The Madras High Court has held that transfer of shares by Redington India to its step down subsidiary cannot be categorized as valid gift and is not eligible for tax exemption.
The court observed that the incorporation of the company in Mauritius and Cayman Island just before the transfer of shares is undoubtedly a means to avoid taxation in India and the said two companies have been used as conduits to avoid income tax.

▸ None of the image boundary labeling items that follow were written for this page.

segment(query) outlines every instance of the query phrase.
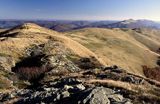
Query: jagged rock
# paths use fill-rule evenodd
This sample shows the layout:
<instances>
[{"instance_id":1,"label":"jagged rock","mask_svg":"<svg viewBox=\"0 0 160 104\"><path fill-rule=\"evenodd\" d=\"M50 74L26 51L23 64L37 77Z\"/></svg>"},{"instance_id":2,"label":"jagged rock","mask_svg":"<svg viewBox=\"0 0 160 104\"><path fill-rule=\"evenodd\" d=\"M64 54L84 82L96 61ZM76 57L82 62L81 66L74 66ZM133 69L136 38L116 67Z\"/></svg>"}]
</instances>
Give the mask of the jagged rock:
<instances>
[{"instance_id":1,"label":"jagged rock","mask_svg":"<svg viewBox=\"0 0 160 104\"><path fill-rule=\"evenodd\" d=\"M123 81L134 83L134 84L141 84L143 82L143 79L128 75L123 78Z\"/></svg>"},{"instance_id":2,"label":"jagged rock","mask_svg":"<svg viewBox=\"0 0 160 104\"><path fill-rule=\"evenodd\" d=\"M76 85L76 88L78 88L79 90L85 90L85 87L82 84Z\"/></svg>"},{"instance_id":3,"label":"jagged rock","mask_svg":"<svg viewBox=\"0 0 160 104\"><path fill-rule=\"evenodd\" d=\"M113 94L113 91L108 88L97 87L83 100L83 104L110 104L107 95Z\"/></svg>"},{"instance_id":4,"label":"jagged rock","mask_svg":"<svg viewBox=\"0 0 160 104\"><path fill-rule=\"evenodd\" d=\"M70 93L68 91L62 92L62 98L66 98L66 97L69 97L69 96L70 96Z\"/></svg>"}]
</instances>

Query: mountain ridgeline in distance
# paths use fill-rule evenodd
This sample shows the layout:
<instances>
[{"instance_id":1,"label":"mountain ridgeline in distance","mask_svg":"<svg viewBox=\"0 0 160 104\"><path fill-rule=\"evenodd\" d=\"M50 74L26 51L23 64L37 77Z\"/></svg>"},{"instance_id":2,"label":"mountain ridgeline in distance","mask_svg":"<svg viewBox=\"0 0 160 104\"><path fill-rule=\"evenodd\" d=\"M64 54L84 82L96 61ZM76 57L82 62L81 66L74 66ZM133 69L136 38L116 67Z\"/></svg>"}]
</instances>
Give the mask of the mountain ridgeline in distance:
<instances>
[{"instance_id":1,"label":"mountain ridgeline in distance","mask_svg":"<svg viewBox=\"0 0 160 104\"><path fill-rule=\"evenodd\" d=\"M45 21L45 20L0 20L0 28L12 28L24 23L36 23L40 26L59 32L76 30L87 27L99 28L154 28L159 29L160 23L150 20L124 20L124 21Z\"/></svg>"}]
</instances>

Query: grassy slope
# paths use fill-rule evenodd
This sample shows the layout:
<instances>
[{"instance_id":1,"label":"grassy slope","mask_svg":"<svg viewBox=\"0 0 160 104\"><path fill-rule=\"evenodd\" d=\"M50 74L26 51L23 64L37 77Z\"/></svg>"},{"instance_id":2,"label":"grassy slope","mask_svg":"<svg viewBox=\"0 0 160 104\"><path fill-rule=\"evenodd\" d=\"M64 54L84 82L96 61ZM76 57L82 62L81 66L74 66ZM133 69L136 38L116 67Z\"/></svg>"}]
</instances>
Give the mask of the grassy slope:
<instances>
[{"instance_id":1,"label":"grassy slope","mask_svg":"<svg viewBox=\"0 0 160 104\"><path fill-rule=\"evenodd\" d=\"M133 30L86 28L68 32L66 35L95 52L105 63L116 64L132 73L143 75L141 65L156 65L158 55L153 51L160 46L160 38L155 35L155 30L148 36L145 34L149 33L149 30L141 31L144 33Z\"/></svg>"}]
</instances>

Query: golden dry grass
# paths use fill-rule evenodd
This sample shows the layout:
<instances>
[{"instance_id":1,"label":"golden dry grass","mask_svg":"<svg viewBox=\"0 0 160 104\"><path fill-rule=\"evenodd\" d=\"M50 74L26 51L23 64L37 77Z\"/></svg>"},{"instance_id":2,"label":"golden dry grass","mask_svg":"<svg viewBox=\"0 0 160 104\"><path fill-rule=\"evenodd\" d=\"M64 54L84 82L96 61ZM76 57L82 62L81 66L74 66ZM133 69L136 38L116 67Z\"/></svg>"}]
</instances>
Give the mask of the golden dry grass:
<instances>
[{"instance_id":1,"label":"golden dry grass","mask_svg":"<svg viewBox=\"0 0 160 104\"><path fill-rule=\"evenodd\" d=\"M156 34L152 33L153 36L150 38L144 34L130 29L124 31L100 28L86 28L65 33L66 36L92 50L106 64L115 64L139 75L143 75L141 65L156 66L159 56L153 51L158 49L160 44L156 41Z\"/></svg>"}]
</instances>

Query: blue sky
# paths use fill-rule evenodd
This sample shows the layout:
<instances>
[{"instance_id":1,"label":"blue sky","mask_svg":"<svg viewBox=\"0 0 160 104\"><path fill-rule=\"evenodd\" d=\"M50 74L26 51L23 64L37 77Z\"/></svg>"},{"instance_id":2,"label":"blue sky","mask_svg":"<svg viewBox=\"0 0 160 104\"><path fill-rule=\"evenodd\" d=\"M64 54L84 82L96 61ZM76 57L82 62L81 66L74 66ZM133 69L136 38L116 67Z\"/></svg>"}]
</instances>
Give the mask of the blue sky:
<instances>
[{"instance_id":1,"label":"blue sky","mask_svg":"<svg viewBox=\"0 0 160 104\"><path fill-rule=\"evenodd\" d=\"M160 21L160 0L0 0L0 19Z\"/></svg>"}]
</instances>

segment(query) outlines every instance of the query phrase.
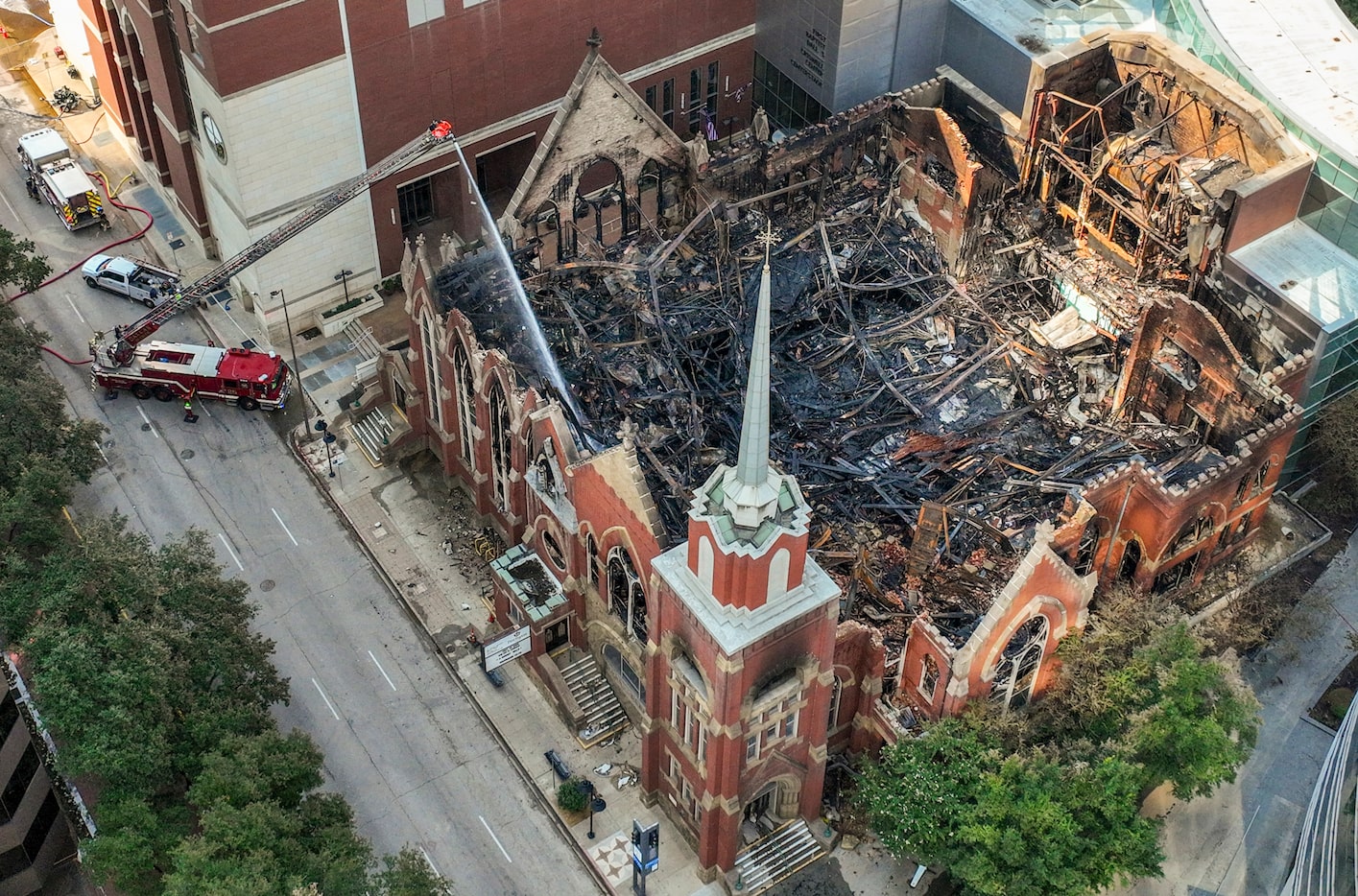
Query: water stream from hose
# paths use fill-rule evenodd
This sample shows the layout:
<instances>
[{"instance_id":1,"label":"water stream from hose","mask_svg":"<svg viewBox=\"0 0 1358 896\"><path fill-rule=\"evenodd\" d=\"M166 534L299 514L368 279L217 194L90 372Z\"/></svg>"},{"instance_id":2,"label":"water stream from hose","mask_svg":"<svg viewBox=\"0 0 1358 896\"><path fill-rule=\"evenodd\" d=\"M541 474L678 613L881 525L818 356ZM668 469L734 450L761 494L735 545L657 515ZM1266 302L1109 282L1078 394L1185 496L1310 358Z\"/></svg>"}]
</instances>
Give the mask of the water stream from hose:
<instances>
[{"instance_id":1,"label":"water stream from hose","mask_svg":"<svg viewBox=\"0 0 1358 896\"><path fill-rule=\"evenodd\" d=\"M557 390L557 395L562 402L565 402L566 409L570 411L570 422L576 425L576 429L581 436L584 436L585 441L593 447L593 440L584 430L584 417L580 414L580 406L576 403L574 395L570 394L570 388L566 386L566 377L561 373L561 367L557 364L557 356L551 353L551 346L547 345L547 335L542 331L542 324L538 323L538 315L532 312L532 304L528 301L528 293L523 288L523 281L519 280L513 262L509 261L509 250L505 248L504 239L500 238L500 229L496 227L494 219L490 217L490 209L486 206L486 197L481 195L481 189L470 176L471 168L467 167L467 157L462 155L462 145L455 140L452 143L452 148L458 152L458 160L462 163L462 170L464 176L467 176L467 183L471 187L473 194L477 197L477 209L481 212L481 238L485 240L486 246L496 253L496 258L504 269L504 276L513 289L515 301L517 303L519 314L523 318L523 327L532 342L534 354L538 356L538 372L542 373L542 376L545 376Z\"/></svg>"}]
</instances>

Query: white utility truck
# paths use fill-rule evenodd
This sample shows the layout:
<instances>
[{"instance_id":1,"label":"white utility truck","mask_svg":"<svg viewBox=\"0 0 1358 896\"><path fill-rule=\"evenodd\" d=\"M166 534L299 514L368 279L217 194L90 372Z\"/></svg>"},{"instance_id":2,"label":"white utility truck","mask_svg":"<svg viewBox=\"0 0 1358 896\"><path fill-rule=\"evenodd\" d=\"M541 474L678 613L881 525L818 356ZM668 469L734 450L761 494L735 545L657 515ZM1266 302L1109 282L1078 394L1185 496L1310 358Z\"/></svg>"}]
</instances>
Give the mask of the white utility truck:
<instances>
[{"instance_id":1,"label":"white utility truck","mask_svg":"<svg viewBox=\"0 0 1358 896\"><path fill-rule=\"evenodd\" d=\"M126 296L155 308L179 289L179 274L151 262L121 255L91 255L81 267L86 285Z\"/></svg>"}]
</instances>

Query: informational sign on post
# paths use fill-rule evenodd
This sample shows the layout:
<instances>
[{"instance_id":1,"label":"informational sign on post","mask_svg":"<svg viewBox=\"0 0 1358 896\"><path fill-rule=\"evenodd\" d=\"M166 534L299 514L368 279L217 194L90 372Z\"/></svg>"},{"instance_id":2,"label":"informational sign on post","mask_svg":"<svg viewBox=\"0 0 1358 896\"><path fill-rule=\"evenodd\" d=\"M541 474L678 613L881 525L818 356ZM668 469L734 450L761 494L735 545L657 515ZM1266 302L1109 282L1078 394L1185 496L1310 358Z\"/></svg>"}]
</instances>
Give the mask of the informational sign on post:
<instances>
[{"instance_id":1,"label":"informational sign on post","mask_svg":"<svg viewBox=\"0 0 1358 896\"><path fill-rule=\"evenodd\" d=\"M531 650L532 629L523 626L521 629L507 631L493 641L486 641L485 646L481 648L481 661L485 665L486 672L493 672L505 662L517 660Z\"/></svg>"}]
</instances>

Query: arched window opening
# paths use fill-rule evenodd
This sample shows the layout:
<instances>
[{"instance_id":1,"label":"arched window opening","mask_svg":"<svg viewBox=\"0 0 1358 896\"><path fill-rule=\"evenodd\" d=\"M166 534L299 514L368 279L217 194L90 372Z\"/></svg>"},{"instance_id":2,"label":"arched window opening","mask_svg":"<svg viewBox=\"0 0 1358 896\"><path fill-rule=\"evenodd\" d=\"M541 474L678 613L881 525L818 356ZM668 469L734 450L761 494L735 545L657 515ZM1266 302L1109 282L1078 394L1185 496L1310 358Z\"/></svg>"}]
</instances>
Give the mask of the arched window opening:
<instances>
[{"instance_id":1,"label":"arched window opening","mask_svg":"<svg viewBox=\"0 0 1358 896\"><path fill-rule=\"evenodd\" d=\"M542 531L542 550L547 554L547 559L551 565L557 567L558 572L566 570L566 553L561 550L561 542L557 536L547 529Z\"/></svg>"},{"instance_id":2,"label":"arched window opening","mask_svg":"<svg viewBox=\"0 0 1358 896\"><path fill-rule=\"evenodd\" d=\"M1264 486L1268 483L1268 474L1271 471L1272 471L1272 458L1263 462L1259 466L1259 472L1255 474L1255 494L1259 494L1260 491L1264 490Z\"/></svg>"},{"instance_id":3,"label":"arched window opening","mask_svg":"<svg viewBox=\"0 0 1358 896\"><path fill-rule=\"evenodd\" d=\"M933 658L932 653L926 653L922 667L919 671L919 692L926 701L933 703L934 694L938 691L938 661Z\"/></svg>"},{"instance_id":4,"label":"arched window opening","mask_svg":"<svg viewBox=\"0 0 1358 896\"><path fill-rule=\"evenodd\" d=\"M477 384L471 380L471 361L460 342L452 346L452 371L458 379L458 452L463 463L475 467Z\"/></svg>"},{"instance_id":5,"label":"arched window opening","mask_svg":"<svg viewBox=\"0 0 1358 896\"><path fill-rule=\"evenodd\" d=\"M1073 567L1077 576L1088 576L1095 569L1095 554L1099 551L1099 539L1103 538L1103 527L1099 520L1089 520L1085 531L1080 534L1080 544L1076 547L1076 562Z\"/></svg>"},{"instance_id":6,"label":"arched window opening","mask_svg":"<svg viewBox=\"0 0 1358 896\"><path fill-rule=\"evenodd\" d=\"M611 159L595 159L576 186L576 229L600 247L612 246L636 229L625 198L618 166Z\"/></svg>"},{"instance_id":7,"label":"arched window opening","mask_svg":"<svg viewBox=\"0 0 1358 896\"><path fill-rule=\"evenodd\" d=\"M656 227L660 220L660 178L661 168L660 163L655 159L646 162L641 166L641 176L637 179L637 213L641 216L641 224L649 224Z\"/></svg>"},{"instance_id":8,"label":"arched window opening","mask_svg":"<svg viewBox=\"0 0 1358 896\"><path fill-rule=\"evenodd\" d=\"M496 383L490 390L490 472L494 479L496 502L509 509L509 470L513 458L509 424L509 402Z\"/></svg>"},{"instance_id":9,"label":"arched window opening","mask_svg":"<svg viewBox=\"0 0 1358 896\"><path fill-rule=\"evenodd\" d=\"M534 462L534 472L538 477L539 491L553 500L561 496L561 483L557 481L557 449L550 436L542 440L542 449Z\"/></svg>"},{"instance_id":10,"label":"arched window opening","mask_svg":"<svg viewBox=\"0 0 1358 896\"><path fill-rule=\"evenodd\" d=\"M646 639L646 595L631 557L622 547L608 553L608 612L622 619L623 629L637 641Z\"/></svg>"},{"instance_id":11,"label":"arched window opening","mask_svg":"<svg viewBox=\"0 0 1358 896\"><path fill-rule=\"evenodd\" d=\"M1169 546L1169 553L1165 557L1173 557L1179 551L1196 544L1210 535L1211 529L1211 517L1207 516L1206 512L1199 513L1196 520L1186 523L1184 527L1179 529L1179 535L1175 536L1173 544Z\"/></svg>"},{"instance_id":12,"label":"arched window opening","mask_svg":"<svg viewBox=\"0 0 1358 896\"><path fill-rule=\"evenodd\" d=\"M631 668L631 664L627 662L627 658L622 656L622 652L614 645L606 643L603 645L603 661L627 686L627 690L645 705L646 686L641 680L641 676L637 675L637 671Z\"/></svg>"},{"instance_id":13,"label":"arched window opening","mask_svg":"<svg viewBox=\"0 0 1358 896\"><path fill-rule=\"evenodd\" d=\"M425 394L429 422L435 429L443 432L443 400L439 394L443 391L441 372L439 371L439 329L433 315L428 311L420 319L420 354L424 357Z\"/></svg>"},{"instance_id":14,"label":"arched window opening","mask_svg":"<svg viewBox=\"0 0 1358 896\"><path fill-rule=\"evenodd\" d=\"M599 591L599 542L595 540L593 532L585 535L585 554L588 554L585 562L589 563L589 584Z\"/></svg>"},{"instance_id":15,"label":"arched window opening","mask_svg":"<svg viewBox=\"0 0 1358 896\"><path fill-rule=\"evenodd\" d=\"M828 729L835 730L839 728L839 701L843 698L845 682L838 675L835 676L835 683L830 688L830 722Z\"/></svg>"},{"instance_id":16,"label":"arched window opening","mask_svg":"<svg viewBox=\"0 0 1358 896\"><path fill-rule=\"evenodd\" d=\"M1198 572L1198 559L1200 557L1202 551L1198 551L1188 559L1162 570L1158 576L1156 576L1156 581L1152 588L1157 592L1168 592L1191 582L1194 573Z\"/></svg>"},{"instance_id":17,"label":"arched window opening","mask_svg":"<svg viewBox=\"0 0 1358 896\"><path fill-rule=\"evenodd\" d=\"M1025 706L1038 684L1038 669L1042 667L1042 654L1046 649L1046 616L1033 616L1019 626L999 654L999 662L995 664L990 699L1005 709Z\"/></svg>"},{"instance_id":18,"label":"arched window opening","mask_svg":"<svg viewBox=\"0 0 1358 896\"><path fill-rule=\"evenodd\" d=\"M637 641L645 641L650 634L646 623L646 595L641 591L641 582L631 584L631 635Z\"/></svg>"},{"instance_id":19,"label":"arched window opening","mask_svg":"<svg viewBox=\"0 0 1358 896\"><path fill-rule=\"evenodd\" d=\"M1141 542L1133 539L1122 548L1122 563L1118 565L1118 578L1131 581L1141 566Z\"/></svg>"}]
</instances>

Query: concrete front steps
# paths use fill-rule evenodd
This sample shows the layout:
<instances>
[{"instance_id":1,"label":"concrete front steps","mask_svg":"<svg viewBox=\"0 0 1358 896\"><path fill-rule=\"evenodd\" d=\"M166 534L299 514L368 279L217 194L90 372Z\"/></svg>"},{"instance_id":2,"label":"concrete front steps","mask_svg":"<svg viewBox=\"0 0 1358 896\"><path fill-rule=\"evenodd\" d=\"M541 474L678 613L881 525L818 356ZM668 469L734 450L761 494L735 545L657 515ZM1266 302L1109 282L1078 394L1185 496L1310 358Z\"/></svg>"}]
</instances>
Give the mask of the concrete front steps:
<instances>
[{"instance_id":1,"label":"concrete front steps","mask_svg":"<svg viewBox=\"0 0 1358 896\"><path fill-rule=\"evenodd\" d=\"M584 715L584 724L576 732L581 747L592 747L630 724L618 695L612 692L612 686L592 654L562 668L561 677Z\"/></svg>"},{"instance_id":2,"label":"concrete front steps","mask_svg":"<svg viewBox=\"0 0 1358 896\"><path fill-rule=\"evenodd\" d=\"M397 432L392 419L405 424L395 406L376 406L363 417L345 425L349 437L363 449L363 455L373 467L380 467L391 434Z\"/></svg>"},{"instance_id":3,"label":"concrete front steps","mask_svg":"<svg viewBox=\"0 0 1358 896\"><path fill-rule=\"evenodd\" d=\"M736 889L755 896L826 855L807 820L794 819L736 857Z\"/></svg>"}]
</instances>

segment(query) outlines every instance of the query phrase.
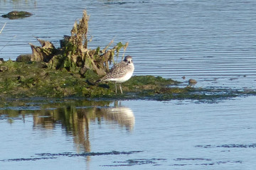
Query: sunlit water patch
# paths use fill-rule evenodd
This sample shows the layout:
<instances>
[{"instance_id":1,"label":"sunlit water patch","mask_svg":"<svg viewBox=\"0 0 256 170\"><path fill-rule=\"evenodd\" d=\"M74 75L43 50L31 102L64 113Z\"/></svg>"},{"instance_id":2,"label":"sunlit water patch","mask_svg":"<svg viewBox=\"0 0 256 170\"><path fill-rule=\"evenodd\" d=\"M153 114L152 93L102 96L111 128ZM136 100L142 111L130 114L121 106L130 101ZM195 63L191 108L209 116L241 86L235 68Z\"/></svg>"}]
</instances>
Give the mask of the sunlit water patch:
<instances>
[{"instance_id":1,"label":"sunlit water patch","mask_svg":"<svg viewBox=\"0 0 256 170\"><path fill-rule=\"evenodd\" d=\"M0 110L0 164L4 169L253 167L255 100L6 102ZM21 109L30 105L41 109Z\"/></svg>"}]
</instances>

Redington India (RI) had set up a new wholly owned subsidiary in Mauritius in July, 2008, viz., RM with an initial investment of USD 25,000 (Rs.10.78 Lakhs). RM, thereafter set up a wholly owned subsidiary RC in Cayman Island, which started its operation from 14.07.2008. The assessee (RI) transferred without consideration its entire shareholding in Redington Gulf FZE (RG) to RC on 13.11.2008 pursuant to which, RG become a step down subsidiary of RM. The assessing officer held that the voluntary transfer of shares of RG by the assessee without consideration to RC,
Principal Commissioner Of Income vs M/S Redington (India) Limited on 10 December, 2020 indiankanoon.org - get the latest breaking news, showbiz & celebrity photos, sport news & rumours, viral videos and top stories from indiankanoon.org Daily Mail and Mail on Sunday newspapers.